Naira, kamu kenal Mas. Dia adalah yang menanyai kondisimu setelah kau dibawa ke uks, orang yang sama yang kauceritakan tiba-tiba duduk di sebelahmu ketika kamu sedang makan bersama teman dan menanyai kabarku yang tidak berangkat.
Dia seangkatan denganku, bahkan merupakan teman sekelas. Alasanku memanggilnya Mas tentu kau bisa menebak. Tubuhnya tinggi besar, yang terbesar di kelas, dan dia adalah anggota baru tim basket waktu itu. Bayangkan jika dia bertambah tinggi—bagaimanapun dia masih dalam masa pertumbuhan kan.
Kepercayaan dirinya juga sebesar tubuhnya, berbanding terbalik denganku: fisiknya juga kepribadiannya. Tentu aku tidak benar-benar mempertanyakan adakah hubungan antara keduanya. Dari kepercayaan dirinya itu dia memiliki banyak teman, juga musuh. Itu yang dikatakannya padaku, yang bagaimanapun tetap membuatku iri.
Satu waktu dia nyeletuk: "Ada adik kelas ngatain kamu sombong."
Aku mengangguk saja dan termenung. Aku tidak kenal banyak adik kelas jadi siapa orangnya sudah tertebak. Kau juga tahu, Na, dia adik kelasku sesama atlet anggar yang pernah kautemui ketika menghadiri kompetisiku. Jika benar seperti itu, maka seperti ini kejadiannya:
Saat itu pulang sekolah dan semua murid menuju keluar. Lobi sekolah kita kurang besar sehingga alur jalannya tidak lancar untuk dilalui banyak orang.

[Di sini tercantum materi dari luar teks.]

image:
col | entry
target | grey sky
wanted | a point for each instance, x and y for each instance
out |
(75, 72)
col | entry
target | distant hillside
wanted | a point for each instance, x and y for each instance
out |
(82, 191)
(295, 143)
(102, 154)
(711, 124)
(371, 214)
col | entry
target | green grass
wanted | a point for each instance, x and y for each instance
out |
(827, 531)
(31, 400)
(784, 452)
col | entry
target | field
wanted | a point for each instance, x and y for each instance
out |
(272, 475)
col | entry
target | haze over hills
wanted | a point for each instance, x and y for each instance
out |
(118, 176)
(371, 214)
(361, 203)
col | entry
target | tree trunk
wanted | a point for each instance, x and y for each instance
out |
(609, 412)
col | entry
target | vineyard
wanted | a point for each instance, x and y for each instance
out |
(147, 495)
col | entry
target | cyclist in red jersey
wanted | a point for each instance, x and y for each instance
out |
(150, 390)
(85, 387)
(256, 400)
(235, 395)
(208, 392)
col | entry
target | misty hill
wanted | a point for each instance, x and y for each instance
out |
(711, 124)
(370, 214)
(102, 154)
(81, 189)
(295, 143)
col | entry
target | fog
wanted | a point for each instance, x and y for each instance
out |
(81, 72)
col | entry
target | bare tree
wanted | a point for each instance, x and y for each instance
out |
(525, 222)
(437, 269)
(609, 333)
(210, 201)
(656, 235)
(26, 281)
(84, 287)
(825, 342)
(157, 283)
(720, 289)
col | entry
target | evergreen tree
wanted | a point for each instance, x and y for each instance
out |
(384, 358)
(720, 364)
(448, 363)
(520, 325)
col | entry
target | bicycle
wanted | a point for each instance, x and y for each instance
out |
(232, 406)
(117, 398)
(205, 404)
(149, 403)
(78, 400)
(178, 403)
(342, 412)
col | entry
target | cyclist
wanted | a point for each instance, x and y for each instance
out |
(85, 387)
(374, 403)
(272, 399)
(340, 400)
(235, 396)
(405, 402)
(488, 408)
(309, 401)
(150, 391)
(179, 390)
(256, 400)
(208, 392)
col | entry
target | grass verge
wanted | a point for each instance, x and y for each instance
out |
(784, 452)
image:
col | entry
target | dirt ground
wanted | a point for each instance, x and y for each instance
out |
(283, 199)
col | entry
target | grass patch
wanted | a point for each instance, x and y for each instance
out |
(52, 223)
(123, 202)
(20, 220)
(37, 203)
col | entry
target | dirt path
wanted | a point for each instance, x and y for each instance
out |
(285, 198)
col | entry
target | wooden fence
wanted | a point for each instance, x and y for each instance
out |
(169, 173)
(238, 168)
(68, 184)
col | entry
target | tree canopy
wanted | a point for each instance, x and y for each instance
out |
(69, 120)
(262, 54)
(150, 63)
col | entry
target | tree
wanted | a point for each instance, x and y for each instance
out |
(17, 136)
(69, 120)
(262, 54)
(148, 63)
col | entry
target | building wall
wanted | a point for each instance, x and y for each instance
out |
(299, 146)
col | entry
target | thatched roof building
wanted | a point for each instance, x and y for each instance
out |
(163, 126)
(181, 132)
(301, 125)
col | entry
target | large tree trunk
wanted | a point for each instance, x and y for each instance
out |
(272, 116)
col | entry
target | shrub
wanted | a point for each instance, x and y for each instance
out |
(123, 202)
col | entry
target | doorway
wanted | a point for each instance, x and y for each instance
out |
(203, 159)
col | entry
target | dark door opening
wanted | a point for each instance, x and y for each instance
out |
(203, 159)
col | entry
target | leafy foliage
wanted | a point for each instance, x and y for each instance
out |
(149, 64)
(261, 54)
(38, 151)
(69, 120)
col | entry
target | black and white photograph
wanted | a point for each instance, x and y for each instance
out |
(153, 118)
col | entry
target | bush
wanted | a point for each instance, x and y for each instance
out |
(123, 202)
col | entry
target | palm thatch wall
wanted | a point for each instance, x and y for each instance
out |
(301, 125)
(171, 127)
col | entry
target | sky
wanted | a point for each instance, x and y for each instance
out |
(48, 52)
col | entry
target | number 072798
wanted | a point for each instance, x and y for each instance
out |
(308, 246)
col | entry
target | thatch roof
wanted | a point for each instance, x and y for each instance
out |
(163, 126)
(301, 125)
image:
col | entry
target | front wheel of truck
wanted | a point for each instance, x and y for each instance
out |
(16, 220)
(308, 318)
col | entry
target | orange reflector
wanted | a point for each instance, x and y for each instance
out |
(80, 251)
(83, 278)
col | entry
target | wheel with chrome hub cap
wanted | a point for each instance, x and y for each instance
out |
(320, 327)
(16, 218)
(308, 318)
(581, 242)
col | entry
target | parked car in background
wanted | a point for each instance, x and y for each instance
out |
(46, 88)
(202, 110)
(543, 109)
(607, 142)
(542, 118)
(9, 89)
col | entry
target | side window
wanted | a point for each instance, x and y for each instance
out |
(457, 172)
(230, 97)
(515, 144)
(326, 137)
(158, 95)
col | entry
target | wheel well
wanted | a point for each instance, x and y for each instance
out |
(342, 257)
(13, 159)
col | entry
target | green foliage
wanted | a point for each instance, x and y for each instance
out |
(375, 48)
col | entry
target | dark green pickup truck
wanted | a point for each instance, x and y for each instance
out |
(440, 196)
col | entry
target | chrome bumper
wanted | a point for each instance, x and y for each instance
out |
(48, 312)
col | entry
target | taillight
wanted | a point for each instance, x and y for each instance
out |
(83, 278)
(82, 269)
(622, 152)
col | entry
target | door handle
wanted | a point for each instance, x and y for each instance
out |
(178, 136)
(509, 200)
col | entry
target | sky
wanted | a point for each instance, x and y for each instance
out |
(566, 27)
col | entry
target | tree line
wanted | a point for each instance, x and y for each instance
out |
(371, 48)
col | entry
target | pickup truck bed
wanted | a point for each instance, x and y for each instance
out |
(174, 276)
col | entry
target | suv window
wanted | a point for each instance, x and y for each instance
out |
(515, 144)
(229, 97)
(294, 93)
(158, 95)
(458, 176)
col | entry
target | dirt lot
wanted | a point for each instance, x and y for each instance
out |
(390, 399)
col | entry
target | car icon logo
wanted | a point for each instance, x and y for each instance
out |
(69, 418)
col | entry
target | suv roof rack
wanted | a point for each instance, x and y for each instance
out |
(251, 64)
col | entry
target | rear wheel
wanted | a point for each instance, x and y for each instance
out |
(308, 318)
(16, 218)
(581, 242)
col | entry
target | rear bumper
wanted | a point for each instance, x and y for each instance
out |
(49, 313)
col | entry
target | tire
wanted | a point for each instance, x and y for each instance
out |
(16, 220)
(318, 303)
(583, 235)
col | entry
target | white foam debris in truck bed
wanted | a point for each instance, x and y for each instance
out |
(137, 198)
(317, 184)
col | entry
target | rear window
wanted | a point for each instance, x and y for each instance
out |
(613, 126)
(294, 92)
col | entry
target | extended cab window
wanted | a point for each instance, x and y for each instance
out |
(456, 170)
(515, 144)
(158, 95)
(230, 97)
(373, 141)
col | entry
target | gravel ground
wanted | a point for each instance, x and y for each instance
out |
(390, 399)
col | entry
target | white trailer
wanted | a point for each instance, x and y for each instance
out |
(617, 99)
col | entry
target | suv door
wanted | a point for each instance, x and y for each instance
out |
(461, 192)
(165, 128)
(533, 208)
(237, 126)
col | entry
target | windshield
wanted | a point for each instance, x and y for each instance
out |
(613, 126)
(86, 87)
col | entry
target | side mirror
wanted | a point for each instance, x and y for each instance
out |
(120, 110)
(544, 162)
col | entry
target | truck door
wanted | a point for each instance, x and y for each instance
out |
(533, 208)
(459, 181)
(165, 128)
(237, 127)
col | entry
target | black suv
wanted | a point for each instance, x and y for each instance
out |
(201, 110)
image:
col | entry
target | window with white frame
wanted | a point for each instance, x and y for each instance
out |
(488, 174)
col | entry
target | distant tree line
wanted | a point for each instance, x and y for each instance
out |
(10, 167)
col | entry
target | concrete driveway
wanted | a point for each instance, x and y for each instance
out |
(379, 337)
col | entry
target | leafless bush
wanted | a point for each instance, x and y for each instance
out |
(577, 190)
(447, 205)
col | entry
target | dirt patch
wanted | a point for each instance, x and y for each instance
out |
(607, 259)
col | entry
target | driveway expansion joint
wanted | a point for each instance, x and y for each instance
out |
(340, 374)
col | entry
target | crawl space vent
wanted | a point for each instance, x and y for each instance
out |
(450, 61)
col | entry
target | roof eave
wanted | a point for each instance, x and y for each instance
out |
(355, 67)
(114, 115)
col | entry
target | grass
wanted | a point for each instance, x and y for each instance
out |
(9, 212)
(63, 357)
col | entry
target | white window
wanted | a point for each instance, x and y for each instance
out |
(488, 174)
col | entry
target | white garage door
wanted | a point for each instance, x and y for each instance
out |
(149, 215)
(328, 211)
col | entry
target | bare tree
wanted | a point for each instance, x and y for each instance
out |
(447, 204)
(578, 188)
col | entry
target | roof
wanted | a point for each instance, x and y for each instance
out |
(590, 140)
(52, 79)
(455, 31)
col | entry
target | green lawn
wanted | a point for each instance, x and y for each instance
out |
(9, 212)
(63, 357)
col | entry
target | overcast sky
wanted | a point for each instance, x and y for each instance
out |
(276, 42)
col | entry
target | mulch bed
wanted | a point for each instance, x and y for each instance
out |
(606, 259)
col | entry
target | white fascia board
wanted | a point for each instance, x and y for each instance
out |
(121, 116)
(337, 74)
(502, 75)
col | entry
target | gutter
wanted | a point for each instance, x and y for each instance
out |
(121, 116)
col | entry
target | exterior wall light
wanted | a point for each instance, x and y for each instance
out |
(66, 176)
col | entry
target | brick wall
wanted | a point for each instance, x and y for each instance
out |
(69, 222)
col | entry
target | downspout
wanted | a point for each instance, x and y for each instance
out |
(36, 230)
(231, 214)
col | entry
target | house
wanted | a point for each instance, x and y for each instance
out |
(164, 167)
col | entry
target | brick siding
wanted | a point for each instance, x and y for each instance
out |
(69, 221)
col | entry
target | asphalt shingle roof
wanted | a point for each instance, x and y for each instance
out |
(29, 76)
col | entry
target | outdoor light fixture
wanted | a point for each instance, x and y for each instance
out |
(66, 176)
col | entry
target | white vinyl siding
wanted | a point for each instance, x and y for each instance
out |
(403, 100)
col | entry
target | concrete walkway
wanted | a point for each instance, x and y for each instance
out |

"Mas Dri," panggilnya dari lantai dua. Aku menengadah sekilas dan tersenyum tipis, tipisnya keterlaluan memang. Itu bukan satu-satunya: sering ketika aku berpapasan dengannya aku hanya menundukkan kepala cepat, seolah dia tetua atau sesuatu yang perlu dihormati. Kurasa itu tidak dikategorikan olehnya sebagai salam; sayangnya aku tidak bisa lebih peduli. Membiarkannya saja.
Sebagai pembelaan, aku tidak pernah mengingat nama orang ketika bertemu secara tiba-tiba sehingga aku bertingkah kikuk. Aku pernah tiba-tiba sekali dipanggil teman sewaktu-SMP-berlanjut-ke-SMA-ku lalu ditanyai sesuatu.
"Oh, hai!" jawabku dengan cepat, kemudian segera duduk di sebelah gerombolan temannya dan mengiriminya pesan: [Aku di sini buat promosiin klub peminatanku] yang adalah jawaban dari pertanyaan yang tak sempat kujawab tadi.
Aku tahu, Na. I can't socialize.
Namun kamu berkemampuan, Na. Teman-temanmu baik sejauh yang kulihat dan yang kauceritakan. Kau pun orang yang bersungguh-sungguh. Naira, kuharap semua maksud baikmu selalu sampai.
Jika satu harus kukatakan kenapa kamu harus berpikir dirimu kuat, yaitu kesungguhanmu.